A. James Arnold, director of New World Studies at the University of Virginia and organizer of the conference "Stories of American Identities: 500 Years After the Columbian Encounter," said: "The selection of Walcott seems already somehow inevitable. Of all the writers in the Western world, he's the one who ties us together best. From the Native Americans through the Europeans and the descendants of Africans, he moves apparently effortlessly but with great art from his small island across space and time. He gives enormous breadth and depth to our experience in the Americas."
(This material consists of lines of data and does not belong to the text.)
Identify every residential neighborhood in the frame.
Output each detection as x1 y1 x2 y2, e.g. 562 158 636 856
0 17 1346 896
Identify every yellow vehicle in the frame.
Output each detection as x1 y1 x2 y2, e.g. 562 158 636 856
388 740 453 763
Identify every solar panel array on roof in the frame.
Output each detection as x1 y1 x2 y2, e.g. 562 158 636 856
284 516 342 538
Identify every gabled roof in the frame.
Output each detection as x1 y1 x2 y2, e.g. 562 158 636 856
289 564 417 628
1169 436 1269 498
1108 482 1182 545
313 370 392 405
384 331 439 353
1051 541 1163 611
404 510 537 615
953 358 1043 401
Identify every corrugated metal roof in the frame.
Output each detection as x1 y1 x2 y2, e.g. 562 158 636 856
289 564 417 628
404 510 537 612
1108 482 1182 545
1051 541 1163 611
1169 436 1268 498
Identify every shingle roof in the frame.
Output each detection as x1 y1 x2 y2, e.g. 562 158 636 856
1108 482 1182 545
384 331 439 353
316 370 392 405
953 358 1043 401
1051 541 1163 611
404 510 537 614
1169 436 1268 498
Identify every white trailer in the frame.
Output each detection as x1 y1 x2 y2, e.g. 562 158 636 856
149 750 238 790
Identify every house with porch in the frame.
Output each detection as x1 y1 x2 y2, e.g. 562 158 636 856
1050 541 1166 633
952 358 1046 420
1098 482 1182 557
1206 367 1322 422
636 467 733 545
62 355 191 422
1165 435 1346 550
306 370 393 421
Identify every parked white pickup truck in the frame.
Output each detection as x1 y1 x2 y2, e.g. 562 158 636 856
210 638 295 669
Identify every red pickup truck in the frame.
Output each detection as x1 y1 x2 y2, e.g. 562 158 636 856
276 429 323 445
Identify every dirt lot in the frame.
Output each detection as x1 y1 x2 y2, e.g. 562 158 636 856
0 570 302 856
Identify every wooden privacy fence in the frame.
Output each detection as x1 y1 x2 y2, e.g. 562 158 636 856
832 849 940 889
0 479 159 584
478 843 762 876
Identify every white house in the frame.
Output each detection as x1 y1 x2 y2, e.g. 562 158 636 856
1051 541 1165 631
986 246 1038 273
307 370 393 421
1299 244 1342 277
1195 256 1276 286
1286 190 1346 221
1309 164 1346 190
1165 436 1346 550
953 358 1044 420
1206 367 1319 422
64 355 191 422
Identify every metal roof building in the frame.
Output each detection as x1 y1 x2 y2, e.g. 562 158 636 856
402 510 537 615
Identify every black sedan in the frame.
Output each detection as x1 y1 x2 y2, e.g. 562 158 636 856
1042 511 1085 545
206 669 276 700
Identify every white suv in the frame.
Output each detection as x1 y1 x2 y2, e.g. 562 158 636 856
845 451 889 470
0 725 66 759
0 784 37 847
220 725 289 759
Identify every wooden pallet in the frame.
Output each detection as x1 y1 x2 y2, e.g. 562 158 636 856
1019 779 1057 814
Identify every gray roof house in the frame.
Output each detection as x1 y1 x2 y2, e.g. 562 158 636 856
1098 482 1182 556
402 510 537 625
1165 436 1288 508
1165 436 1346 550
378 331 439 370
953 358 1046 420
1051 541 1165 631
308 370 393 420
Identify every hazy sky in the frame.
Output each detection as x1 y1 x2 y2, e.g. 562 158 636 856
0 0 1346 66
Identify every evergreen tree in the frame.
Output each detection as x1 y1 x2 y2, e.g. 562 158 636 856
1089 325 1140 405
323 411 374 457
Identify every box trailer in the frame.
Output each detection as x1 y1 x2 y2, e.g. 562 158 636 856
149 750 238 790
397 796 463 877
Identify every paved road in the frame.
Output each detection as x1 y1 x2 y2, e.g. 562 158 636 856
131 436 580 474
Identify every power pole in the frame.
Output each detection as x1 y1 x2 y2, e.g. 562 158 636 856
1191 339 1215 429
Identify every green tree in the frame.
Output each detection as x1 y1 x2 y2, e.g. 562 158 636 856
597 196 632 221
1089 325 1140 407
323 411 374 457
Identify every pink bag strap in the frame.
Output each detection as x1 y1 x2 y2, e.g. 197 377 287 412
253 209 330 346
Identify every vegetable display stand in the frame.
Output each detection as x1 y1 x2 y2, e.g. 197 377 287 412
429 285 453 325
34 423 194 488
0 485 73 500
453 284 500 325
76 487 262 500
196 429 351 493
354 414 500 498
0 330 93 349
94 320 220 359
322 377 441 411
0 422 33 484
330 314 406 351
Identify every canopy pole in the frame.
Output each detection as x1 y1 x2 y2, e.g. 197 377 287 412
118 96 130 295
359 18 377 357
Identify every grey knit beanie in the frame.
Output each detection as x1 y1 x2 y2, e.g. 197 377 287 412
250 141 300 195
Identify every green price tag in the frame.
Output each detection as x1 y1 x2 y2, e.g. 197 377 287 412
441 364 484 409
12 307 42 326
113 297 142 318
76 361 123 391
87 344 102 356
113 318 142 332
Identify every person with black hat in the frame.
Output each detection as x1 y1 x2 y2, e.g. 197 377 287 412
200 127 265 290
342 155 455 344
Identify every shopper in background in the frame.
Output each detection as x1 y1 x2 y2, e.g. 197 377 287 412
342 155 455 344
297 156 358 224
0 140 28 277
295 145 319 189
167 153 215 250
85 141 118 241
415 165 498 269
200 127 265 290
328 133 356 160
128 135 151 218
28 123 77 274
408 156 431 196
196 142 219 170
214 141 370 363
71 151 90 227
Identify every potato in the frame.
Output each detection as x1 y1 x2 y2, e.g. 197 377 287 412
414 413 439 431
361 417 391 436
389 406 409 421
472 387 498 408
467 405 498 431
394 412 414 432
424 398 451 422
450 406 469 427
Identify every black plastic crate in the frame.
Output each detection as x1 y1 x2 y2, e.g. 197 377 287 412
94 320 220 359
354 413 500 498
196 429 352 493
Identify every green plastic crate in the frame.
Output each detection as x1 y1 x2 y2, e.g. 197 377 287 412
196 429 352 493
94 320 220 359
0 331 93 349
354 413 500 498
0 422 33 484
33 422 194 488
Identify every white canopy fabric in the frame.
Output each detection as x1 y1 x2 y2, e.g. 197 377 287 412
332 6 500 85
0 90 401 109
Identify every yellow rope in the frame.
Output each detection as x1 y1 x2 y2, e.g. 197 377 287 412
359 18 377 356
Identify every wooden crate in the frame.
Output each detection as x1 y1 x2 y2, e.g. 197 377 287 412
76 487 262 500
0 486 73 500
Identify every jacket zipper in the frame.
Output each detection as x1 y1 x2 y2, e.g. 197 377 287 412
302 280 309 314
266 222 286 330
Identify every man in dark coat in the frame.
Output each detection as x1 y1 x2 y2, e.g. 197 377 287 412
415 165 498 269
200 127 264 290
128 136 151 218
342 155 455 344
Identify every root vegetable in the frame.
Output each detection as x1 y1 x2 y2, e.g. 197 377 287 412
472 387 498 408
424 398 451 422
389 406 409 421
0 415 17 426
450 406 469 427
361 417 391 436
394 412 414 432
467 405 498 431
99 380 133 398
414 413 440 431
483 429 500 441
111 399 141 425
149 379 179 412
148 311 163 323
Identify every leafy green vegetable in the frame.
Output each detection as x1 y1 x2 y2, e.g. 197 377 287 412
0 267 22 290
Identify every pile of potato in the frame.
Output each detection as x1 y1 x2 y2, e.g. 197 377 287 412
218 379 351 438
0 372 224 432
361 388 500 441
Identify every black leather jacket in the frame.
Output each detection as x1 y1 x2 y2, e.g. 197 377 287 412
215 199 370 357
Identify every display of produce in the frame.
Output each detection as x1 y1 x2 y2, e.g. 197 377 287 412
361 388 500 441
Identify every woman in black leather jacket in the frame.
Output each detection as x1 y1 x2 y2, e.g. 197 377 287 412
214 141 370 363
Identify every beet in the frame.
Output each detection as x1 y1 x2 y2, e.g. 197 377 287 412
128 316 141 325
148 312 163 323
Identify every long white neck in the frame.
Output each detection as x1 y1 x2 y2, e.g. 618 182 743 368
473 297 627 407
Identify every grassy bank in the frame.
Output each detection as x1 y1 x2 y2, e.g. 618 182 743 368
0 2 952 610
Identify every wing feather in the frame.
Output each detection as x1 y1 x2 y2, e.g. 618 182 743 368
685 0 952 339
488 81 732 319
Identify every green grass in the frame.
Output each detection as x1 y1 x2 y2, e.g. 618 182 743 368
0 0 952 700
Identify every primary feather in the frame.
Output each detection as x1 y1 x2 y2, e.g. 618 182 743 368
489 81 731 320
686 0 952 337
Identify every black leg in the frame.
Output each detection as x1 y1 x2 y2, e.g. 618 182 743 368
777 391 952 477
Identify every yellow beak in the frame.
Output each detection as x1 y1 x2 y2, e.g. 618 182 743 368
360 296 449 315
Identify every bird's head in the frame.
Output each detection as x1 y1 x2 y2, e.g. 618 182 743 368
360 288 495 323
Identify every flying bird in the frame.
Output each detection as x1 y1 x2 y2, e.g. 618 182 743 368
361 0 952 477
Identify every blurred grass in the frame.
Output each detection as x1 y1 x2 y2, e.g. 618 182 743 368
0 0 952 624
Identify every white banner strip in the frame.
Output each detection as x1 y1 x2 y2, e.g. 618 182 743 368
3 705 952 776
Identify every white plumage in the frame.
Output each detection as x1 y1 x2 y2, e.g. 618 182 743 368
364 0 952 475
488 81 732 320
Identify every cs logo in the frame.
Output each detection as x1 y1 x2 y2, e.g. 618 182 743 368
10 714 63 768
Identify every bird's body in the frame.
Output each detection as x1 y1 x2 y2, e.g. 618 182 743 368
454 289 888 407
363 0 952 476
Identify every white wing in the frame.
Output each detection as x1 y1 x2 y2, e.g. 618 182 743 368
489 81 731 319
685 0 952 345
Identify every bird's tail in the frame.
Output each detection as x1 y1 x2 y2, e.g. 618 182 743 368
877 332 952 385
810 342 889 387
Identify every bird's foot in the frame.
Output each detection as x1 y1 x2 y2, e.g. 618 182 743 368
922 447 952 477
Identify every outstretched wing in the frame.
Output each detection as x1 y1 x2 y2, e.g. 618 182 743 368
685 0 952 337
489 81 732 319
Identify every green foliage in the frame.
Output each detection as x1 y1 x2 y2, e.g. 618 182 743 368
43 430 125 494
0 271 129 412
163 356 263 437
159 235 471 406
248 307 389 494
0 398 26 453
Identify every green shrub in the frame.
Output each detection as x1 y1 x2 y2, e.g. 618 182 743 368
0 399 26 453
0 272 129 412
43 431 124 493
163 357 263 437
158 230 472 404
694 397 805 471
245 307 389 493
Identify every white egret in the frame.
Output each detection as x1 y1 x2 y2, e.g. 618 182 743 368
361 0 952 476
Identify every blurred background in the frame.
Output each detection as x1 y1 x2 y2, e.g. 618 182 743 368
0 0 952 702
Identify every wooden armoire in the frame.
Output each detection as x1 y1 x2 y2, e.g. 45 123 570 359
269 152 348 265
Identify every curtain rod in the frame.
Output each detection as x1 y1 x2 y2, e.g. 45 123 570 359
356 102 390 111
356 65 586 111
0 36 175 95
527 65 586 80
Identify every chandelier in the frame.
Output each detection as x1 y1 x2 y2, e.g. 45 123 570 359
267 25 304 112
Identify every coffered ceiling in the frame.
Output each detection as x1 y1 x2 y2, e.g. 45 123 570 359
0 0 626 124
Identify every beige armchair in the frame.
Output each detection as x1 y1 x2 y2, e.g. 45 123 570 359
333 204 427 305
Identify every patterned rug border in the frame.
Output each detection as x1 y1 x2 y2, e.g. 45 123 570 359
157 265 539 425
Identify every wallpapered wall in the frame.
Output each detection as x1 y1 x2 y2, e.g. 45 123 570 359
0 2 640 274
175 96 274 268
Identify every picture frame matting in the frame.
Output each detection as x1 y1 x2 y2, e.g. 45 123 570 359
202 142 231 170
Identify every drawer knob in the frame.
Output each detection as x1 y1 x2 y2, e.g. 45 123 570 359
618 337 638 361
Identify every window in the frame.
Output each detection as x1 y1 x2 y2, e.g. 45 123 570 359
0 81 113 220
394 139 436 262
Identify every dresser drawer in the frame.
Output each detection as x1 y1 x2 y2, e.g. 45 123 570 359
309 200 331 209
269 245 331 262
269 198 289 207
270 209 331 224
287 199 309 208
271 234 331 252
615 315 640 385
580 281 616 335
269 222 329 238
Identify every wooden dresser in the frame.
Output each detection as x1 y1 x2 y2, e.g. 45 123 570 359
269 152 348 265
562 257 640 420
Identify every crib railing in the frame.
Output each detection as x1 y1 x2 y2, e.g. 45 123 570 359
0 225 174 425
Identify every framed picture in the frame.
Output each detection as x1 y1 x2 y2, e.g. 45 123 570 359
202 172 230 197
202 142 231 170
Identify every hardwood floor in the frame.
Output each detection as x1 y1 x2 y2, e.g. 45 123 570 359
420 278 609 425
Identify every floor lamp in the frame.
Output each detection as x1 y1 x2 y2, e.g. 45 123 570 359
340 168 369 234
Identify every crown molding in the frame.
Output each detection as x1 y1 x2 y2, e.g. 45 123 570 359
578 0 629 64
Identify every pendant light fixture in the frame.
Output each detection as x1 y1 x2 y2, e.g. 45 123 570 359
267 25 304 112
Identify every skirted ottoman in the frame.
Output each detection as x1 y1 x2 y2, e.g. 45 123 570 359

Some critics complained that Walcott was chosen for political correctness reasons as much as for his poetry, but Herbert Leibowitz, editor of Parnassus: Poetry in Review, said, "He will be a popular choice in the poetry world. He has one of the most wonderful ears of any poet now writing."

==Nobel lecture==
Derek Walcott delivered his Nobel lecture at the Swedish Academy on 7 December 1992. Entitled The Antilles: Fragments of Epic Memory, Walcott describes life on Antilles and what it means to discover identity. He describes all of the "broken fragments" of his "diasporic" identity. People need books, he says, but they are not enough to encompass all that a culture is. Walcott says that "the visible poetry of the Antilles, then. [is] Survival" because "all of the Antilles, every island, is an effort of memory; every mind, every racial biography culminating in amnesia and fog." He encompasses the diasporic identity found in Caribbean literature by looking at how insignificant he feels because he cannot, alone, fully bring together a cultural identity.

==Award ceremony speech==
At the award ceremony in Stockholm on 10 December 1992, Kjell Espmark of the Swedish Academy said:

Walcott’s art arises from the crossing of two greatly differing traditions, the first a tradition he allowed himself to be adopted by, the European lineage from Homer via Dante, the Elizabethans, and Milton to Auden and Dylan Thomas, an elaborate tradition discernible in lavish metaphor and luxurious sound and rhythm, the second a domestic ageless tradition, an elementary language where, like a new Adam, the poet gives things their names, perceiving how the speech sounds take shape (...) But this very personal combination includes not only themes and language. It is also a question of historical outlook. And here we are helped by yet another formula – “the New Aegean”. The archipelago in focus is a reincarnation of the Aegean one: Greek antiquity finds a natural home in the Caribbean present. This can of course be most distinctly seen in Walcott’s latest work, Omeros, his mosaic epic about the fisherman Achille and his ex-colleague the taxi driver Hector fighting for the favour of the fair housemaid Helen. But the Homeric pattern in this poem is not unique. In fact, Omeros has been emerging all through Walcott’s production, appearing again and again in names and themes and continuously present in the Odyssean surging of the waves.